Irish politician and soldier

Oliver O'Gara was an Irish politician and soldier of the 17th and 18th centuries who was closely identified with the Jacobite cause.

==Family background==
He was descended from the Ó Gadhra's of Luighne Connacht. After the Reformation his family had remained Roman Catholics. The O'Garas remained prominent figures in County Sligo.
Oliver was the son Captain John O'Gara and Mary O'Conor. His paternal grandparents were Fearghal Ó Gadhra (Farell O'Gara) and Isobel Taaffe. Isobel Taaffe was a sister of John Taaffe, 1st Viscount Taaffe of Corren.

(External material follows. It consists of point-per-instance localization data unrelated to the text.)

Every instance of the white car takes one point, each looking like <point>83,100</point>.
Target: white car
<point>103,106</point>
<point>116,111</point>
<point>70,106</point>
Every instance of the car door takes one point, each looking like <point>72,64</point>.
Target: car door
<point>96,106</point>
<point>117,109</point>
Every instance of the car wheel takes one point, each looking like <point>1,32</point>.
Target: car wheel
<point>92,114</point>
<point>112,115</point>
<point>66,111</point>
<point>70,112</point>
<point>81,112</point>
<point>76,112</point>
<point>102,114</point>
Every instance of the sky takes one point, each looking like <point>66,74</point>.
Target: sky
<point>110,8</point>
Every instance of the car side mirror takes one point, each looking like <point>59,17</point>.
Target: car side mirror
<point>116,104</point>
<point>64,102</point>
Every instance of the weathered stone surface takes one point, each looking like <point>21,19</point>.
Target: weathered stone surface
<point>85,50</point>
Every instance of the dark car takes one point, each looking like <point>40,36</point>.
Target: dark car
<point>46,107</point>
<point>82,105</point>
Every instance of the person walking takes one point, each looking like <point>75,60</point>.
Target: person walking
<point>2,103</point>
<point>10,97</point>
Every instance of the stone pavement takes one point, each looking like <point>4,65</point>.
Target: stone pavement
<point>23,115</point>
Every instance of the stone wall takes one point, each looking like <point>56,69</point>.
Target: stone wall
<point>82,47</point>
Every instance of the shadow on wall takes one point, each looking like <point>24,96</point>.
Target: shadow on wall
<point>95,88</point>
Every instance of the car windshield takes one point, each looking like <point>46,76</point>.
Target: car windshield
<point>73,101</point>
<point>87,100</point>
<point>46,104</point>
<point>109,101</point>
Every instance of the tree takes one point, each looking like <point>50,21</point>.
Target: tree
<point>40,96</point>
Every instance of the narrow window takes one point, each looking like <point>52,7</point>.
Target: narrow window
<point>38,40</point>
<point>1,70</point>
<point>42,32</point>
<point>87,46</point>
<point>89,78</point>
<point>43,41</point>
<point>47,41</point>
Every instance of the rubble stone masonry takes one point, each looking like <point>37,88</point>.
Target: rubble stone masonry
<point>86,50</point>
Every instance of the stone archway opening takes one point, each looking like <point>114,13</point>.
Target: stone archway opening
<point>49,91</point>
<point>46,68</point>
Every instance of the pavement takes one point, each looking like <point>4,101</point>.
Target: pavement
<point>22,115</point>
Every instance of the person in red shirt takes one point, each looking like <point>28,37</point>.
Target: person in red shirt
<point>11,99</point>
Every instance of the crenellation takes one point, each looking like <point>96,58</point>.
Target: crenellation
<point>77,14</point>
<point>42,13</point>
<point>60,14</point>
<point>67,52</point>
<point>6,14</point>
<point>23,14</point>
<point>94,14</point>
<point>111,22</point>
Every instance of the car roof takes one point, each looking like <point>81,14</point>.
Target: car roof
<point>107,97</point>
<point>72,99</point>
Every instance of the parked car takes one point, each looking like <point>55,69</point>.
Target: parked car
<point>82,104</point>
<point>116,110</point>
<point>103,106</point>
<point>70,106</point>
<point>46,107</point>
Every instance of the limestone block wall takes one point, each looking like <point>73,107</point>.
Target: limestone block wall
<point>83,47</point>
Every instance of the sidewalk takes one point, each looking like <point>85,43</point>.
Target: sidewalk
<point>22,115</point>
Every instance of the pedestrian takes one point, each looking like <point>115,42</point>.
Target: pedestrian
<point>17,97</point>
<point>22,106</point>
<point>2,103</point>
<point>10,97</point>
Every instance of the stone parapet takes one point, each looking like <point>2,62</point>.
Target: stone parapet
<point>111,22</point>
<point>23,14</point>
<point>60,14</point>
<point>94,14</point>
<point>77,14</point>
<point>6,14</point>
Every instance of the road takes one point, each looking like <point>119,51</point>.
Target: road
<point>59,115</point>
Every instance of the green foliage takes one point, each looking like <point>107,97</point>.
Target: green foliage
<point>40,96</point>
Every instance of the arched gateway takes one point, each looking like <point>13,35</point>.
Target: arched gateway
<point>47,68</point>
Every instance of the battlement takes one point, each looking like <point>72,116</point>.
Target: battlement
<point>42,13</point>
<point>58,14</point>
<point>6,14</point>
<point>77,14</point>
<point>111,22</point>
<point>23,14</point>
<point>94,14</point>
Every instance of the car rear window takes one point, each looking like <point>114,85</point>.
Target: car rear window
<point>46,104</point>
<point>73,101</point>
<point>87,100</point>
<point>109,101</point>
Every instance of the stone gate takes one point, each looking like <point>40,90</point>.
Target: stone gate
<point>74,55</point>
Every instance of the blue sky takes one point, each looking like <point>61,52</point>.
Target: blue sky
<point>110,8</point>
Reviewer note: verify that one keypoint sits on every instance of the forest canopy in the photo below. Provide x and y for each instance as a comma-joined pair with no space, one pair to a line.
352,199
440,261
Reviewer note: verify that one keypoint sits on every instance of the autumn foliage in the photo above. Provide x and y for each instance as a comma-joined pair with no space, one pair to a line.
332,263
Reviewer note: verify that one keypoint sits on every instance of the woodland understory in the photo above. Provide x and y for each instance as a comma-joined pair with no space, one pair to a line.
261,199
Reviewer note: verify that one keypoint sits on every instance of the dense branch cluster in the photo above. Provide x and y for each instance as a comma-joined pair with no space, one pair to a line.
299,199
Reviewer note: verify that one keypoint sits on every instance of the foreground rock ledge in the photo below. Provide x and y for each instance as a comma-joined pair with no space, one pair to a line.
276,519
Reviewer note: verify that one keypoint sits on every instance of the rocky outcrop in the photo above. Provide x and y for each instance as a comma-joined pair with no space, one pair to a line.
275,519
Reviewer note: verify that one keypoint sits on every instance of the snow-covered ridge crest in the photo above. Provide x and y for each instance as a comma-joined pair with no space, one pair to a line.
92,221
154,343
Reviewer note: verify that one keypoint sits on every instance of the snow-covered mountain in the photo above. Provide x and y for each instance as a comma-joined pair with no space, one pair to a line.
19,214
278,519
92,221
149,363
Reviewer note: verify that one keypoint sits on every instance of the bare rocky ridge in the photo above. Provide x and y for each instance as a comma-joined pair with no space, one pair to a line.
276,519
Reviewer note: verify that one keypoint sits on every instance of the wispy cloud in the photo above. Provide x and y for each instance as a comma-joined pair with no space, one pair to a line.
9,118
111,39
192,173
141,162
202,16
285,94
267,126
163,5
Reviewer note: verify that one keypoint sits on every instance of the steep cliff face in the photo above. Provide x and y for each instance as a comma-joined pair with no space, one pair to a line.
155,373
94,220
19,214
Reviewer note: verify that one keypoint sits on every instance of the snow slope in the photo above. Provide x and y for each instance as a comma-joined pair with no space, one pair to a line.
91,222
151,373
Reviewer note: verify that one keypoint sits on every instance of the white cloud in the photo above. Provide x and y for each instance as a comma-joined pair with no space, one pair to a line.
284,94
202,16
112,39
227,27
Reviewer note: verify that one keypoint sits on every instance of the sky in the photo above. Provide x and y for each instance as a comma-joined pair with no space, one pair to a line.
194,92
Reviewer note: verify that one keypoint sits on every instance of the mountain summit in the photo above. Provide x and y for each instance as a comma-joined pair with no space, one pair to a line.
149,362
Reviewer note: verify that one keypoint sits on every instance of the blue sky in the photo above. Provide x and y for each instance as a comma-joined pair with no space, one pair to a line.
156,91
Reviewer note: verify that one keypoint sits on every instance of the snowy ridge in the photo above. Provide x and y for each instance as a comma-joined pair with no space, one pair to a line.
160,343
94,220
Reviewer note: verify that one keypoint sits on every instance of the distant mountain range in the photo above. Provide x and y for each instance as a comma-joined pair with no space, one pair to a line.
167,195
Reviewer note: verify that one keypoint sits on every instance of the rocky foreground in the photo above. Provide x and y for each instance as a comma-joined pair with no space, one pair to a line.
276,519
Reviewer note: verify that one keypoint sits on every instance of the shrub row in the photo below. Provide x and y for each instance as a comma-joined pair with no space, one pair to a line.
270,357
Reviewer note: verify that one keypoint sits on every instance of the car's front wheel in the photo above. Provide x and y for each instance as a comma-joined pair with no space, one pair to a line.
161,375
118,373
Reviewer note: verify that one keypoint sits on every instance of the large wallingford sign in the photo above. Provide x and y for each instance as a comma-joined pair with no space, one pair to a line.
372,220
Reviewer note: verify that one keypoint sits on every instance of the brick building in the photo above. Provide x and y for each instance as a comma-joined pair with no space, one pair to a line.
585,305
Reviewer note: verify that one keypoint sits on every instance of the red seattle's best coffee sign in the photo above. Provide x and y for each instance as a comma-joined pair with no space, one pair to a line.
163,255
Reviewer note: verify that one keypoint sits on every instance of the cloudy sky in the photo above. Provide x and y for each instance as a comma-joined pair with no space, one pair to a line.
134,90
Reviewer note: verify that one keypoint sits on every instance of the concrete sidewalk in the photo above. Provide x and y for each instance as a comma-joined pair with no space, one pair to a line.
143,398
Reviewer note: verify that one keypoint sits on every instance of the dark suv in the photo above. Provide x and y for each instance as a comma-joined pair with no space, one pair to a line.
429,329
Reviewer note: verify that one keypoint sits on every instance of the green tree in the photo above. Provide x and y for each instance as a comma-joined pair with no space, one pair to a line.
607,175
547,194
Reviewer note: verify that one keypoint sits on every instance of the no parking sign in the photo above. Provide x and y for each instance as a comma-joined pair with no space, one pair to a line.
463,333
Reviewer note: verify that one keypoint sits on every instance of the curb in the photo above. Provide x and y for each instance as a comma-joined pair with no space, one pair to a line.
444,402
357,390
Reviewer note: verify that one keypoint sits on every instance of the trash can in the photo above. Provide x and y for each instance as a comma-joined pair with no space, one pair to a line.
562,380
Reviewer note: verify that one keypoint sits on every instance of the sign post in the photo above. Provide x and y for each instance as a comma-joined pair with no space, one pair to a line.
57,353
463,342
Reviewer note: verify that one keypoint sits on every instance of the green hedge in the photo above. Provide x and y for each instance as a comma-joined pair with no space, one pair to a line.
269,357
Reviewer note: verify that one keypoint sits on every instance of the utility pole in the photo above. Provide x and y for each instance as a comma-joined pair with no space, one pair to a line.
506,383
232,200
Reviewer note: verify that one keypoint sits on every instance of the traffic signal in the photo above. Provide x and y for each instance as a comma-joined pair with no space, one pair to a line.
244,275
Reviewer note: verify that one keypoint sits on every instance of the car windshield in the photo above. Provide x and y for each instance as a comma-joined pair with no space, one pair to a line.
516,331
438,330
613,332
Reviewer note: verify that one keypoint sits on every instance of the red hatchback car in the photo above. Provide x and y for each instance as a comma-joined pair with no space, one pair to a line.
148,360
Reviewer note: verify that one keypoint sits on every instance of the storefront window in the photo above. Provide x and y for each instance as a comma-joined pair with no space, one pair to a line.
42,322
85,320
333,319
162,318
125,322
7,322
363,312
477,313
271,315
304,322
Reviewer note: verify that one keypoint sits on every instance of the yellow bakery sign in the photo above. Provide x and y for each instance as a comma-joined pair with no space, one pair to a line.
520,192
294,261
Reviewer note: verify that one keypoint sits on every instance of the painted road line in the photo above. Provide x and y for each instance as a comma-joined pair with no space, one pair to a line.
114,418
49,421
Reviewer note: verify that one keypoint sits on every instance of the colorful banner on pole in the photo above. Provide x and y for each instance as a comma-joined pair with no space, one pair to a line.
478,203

His maternal grandparents were Cathal O'Conor of Bellanagare Castle and Anne O'Molloy daughter of William 'Mor' O'Molloy, The O'Molloy. Cathal O'Conor was the third son of Sir Hugh O'Conor, O'Conor Don of Ballintober Castle in County Roscommon and Mary O'Rourke daughter of Sir Brian O'Rourke. Therefore, Oliver was a first cousin to the father of Charles O'Conor.

==Life==
In 1689 O'Gara was a member of the Patriot Parliament where he represented the constituency of County Sligo. During the War of the Two Kings he was given command of a newly raised infantry regiment in the Irish Army which took part in an expedition led by Patrick Sarsfield to capture the Protestant-held town of Sligo. In 1690 O'Gara commanded the Jacobite garrison at Jamestown in County Leitrim, repulsing an advance by a much larger force of Williamite troops under James Douglas. In 1696 O'Gara became the proprietor of O'Gara's Dragoons.

O'Gara served with his regiment at the decisive Battle of Aughrim, which ended in Jacobite defeat. Following the Treaty of Limerick, O'Gara acted as a hostage until it was clear the terms had been honoured. He then went into exile as a Wild Geese, joining the Irish Brigade of the French Army. He was an influential figure at the Jacobite court-in-exile at Saint-Germain.

In 1727 the exiled James III awarded him a baronetcy and he was styled by the Jacobites as Sir Oliver O'Gara, but this was never recognised by the Irish government in Dublin.

==Marriage and issue==
O'Gara married Mary Fleming, daughter of Randall Fleming, 21st Baron Slane a leading Old English family of The Pale. She was the widow of Richard Fleming Esq of County Meath and had a daughter named Bridget by that union. Bridget later married Randell Plunkett, 10th Baron Dunsany.

He had five children with her, all of them born in France. The three eldest of his four sons became military men, joining the armies of various Continental nations. His eldest son John Patrick O'Gara rose to the rank of Brigadier in the Spanish service. The youngest Charles O'Gara rose to become a senior courtier at the Austrian court in Vienna.

==Bibliography==
- Wauchope, Piers. Patrick Sarsfield and the Williamite War. Irish Academic Press, 1992.
- Melville Henry Massue Ruvigny Et Raineval. The Jacobite Peerage, Baronetage, Knightage, and Grants of Honour. Genealogical Publishing, 2003.